EasyOCR: Better for scene text (signs, labels) and multi-language support
TrOCR: Better for single-line, pre-cropped text (serial numbers, labels)

License¶

Apache 2.0

Open Source License

DocTR is licensed under Apache 2.0, making it free for both commercial and non-commercial use without restrictions.

Learn more: Apache 2.0 License

Pre-trained Model IDs¶

Pre-trained DocTR models are available via the Roboflow API and require a Roboflow API key.

Getting a Roboflow API Key

To use DocTR models, you'll need a Roboflow account (free) and API key.

DocTR model IDs combine a detection model and a recognition model using the format: doctr-{detection}/{recognition}

Detection Models¶

Detection models locate text regions in the image and output bounding boxes.

Model	ID Chunk	Speed	Accuracy	Description
FAST Tiny	`fast-t`	Very Fast	Low	Lightweight FAST architecture
FAST Small	`fast-s`	Fast	Medium	Balanced FAST variant
FAST Base	`fast-b`	Medium	Good	Standard FAST model
DB ResNet50	`dbnet-rn50`	Medium	High	Differentiable Binarization with ResNet50 backbone
DB ResNet34	`dbnet-rn34`	Medium	High	DB with ResNet34 backbone
DB MobileNet V3 Large	`db-net-mobilenet-v3-l`	Fast	Medium	DB with efficient MobileNet backbone
LinkNet ResNet18	`linknet-rn18`	Fast	Medium	LinkNet segmentation with ResNet18
LinkNet ResNet34	`linknet-rn34`	Medium	Good	LinkNet with ResNet34
LinkNet ResNet50	`linknet-rn50`	Medium	High	LinkNet with ResNet50

Recognition Models¶

Recognition models read the text content from detected regions.

Model	ID Chunk	Speed	Accuracy	Description
CRNN VGG16	`crnn-vgg16`	Medium	Good	CNN-RNN hybrid with VGG16 encoder
CRNN MobileNet V3 Small	`crnn-mobilenet-v3-small`	Very Fast	Medium	Efficient CRNN with small MobileNet
CRNN MobileNet V3 Large	`crnn-mobilenet-v3-large`	Fast	Good	CRNN with larger MobileNet
SAR ResNet31	`sar-rn31`	Slow	High	Show, Attend and Read - attention-based
MASTER	`master`	Slow	High	Multi-Aspect Non-local Network
ViTSTR Small	`vitstr-s`	Medium	Good	Vision Transformer for text recognition
PARSeq	`parseq`	Medium	High	Permutation Language Modeling - state-of-the-art

Example Model IDs¶

Combine any detection model with any recognition model:

doctr-dbnet-rn50/crnn-vgg16 - DB ResNet50 detection + CRNN VGG16 recognition
doctr-fast-b/parseq - FAST Base detection + PARSeq recognition
doctr-db-net-mobilenet-v3-l/crnn-mobilenet-v3-small - MobileNet detection + MobileNet recognition (fastest)
doctr-dbnet-rn50/sar-rn31 - DB ResNet50 detection + SAR ResNet31 recognition (highest accuracy)
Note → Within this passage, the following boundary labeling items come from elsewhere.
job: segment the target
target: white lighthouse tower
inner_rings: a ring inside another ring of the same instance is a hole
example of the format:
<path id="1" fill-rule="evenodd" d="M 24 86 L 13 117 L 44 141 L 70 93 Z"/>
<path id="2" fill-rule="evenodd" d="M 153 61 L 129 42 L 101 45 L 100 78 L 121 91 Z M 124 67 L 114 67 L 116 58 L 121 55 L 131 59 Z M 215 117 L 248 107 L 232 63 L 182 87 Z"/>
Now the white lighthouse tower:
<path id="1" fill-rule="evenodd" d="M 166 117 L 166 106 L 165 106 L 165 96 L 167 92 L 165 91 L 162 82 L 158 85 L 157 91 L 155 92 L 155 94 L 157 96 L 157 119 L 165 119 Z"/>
Total combinations: 9 detection models × 7 recognition models = 63 possible model configurations

Supported Backends¶

Backend	Extras Required
`torch`	`torch-cpu`, `torch-cu118`, `torch-cu124`, `torch-cu126`, `torch-cu128`, `torch-jp6-cu126`

Roboflow Platform Compatibility¶

Feature	Supported
Training	❌ Not available for training
Upload Weights	❌ Not supported
Serverless API (v2)	✅ Deploy via hosted API
Workflows	✅ Use in Workflows via OCR block
Edge Deployment (Jetson)	✅ Deploy on NVIDIA Jetson devices
Self-Hosting	✅ Deploy with `inference-models`

Installation¶

Install with PyTorch extras:

PyTorch: torch-cpu, torch-cu118, torch-cu124, torch-cu126, torch-cu128, torch-jp6-cu126

Usage Example¶

import cv2
import supervision as sv
from inference_models import AutoModel

# Load DocTR model (DB ResNet50 detection + PARSeq recognition)
model = AutoModel.from_pretrained(
    "doctr-dbnet-rn50/parseq",
    api_key="your_roboflow_api_key"
)

# Load image
image = cv2.imread("path/to/document.jpg")

# Run inference - returns (texts, detections)
texts, detections = model(image)

# Print detected text
for text in texts:
    print(f"Detected: {text}")

# Visualize results with supervision
box_annotator = sv.BoxAnnotator()
label_annotator = sv.LabelAnnotator()

# Annotate image with bounding boxes and text labels
annotated_image = box_annotator.annotate(scene=image.copy(), detections=detections[0])
annotated_image = label_annotator.annotate(scene=annotated_image, detections=detections[0], labels=texts)

# Save or display
cv2.imwrite("output.jpg", annotated_image)

Output Format¶

DocTR returns a tuple of (List[str], List[Detections]):

texts: List of recognized text strings, one per detected text region
detections: List of Detections objects with bounding boxes and metadata

This structured output allows you to know both what text was detected and where it appears in the image.